People trust legal advice generated by ChatGPT more than a lawyer – new study [theconversation.com]:
People who aren't legal experts are more willing to rely on legal advice provided by ChatGPT than by real lawyers – at least, when they don't know which of the two provided the advice. That's the key finding of our new research, which highlights some important concerns about the way the public increasingly relies on AI-generated content. We also found the public has at least some ability to identify whether the advice came from ChatGPT or a human lawyer.
AI tools like ChatGPT and other large language models (LLMs) are making their way into our everyday life. They promise to provide quick answers, generate ideas, diagnose medical symptoms, and even help with legal questions by providing concrete legal advice.
But LLMs are known to create so-called "hallucinations" [theconversation.com] – that is, outputs containing inaccurate or nonsensical content. This means there is a real risk associated with people relying on them too much, particularly in high-stakes domains such as law. LLMs tend to present advice confidently, making it difficult for people to distinguish good advice from decisively voiced bad advice.

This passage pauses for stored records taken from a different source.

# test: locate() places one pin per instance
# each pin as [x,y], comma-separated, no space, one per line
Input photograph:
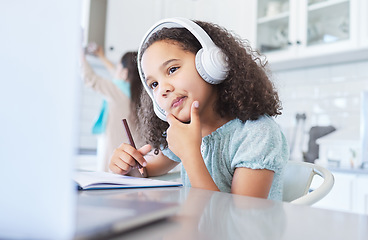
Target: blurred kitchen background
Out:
[317,51]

We ran three experiments on a total of 288 people. In the first two experiments, participants were given legal advice and asked which they would be willing to act on. When people didn't know if the advice had come from a lawyer or an AI, we found they were more willing to rely on the AI-generated advice. This means that if an LLM gives legal advice without disclosing its nature, people may take it as fact and prefer it to expert advice by lawyers – possibly without questioning its accuracy.

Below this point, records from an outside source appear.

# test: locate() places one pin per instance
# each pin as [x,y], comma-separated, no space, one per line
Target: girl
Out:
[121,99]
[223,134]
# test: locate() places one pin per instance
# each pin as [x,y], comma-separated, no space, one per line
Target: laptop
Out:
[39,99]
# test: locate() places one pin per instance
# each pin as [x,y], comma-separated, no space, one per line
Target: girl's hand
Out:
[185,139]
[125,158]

Even when participants were told which advice came from a lawyer and which was AI-generated, we found they were willing to follow ChatGPT just as much as the lawyer.
One reason LLMs may be favoured, as we found in our study, is that they use more complex language. On the other hand, real lawyers tended to use simpler language but use more words in their answers.
The third experiment investigated whether participants could distinguish between LLM and lawyer-generated content when the source is not revealed to them. The good news is they can – but not by very much.
In our task, random guessing would have produced a score of 0.5, while perfect discrimination would have produced a score of 1.0. On average, participants scored 0.59, indicating performance that was slightly better than random guessing, but still relatively weak.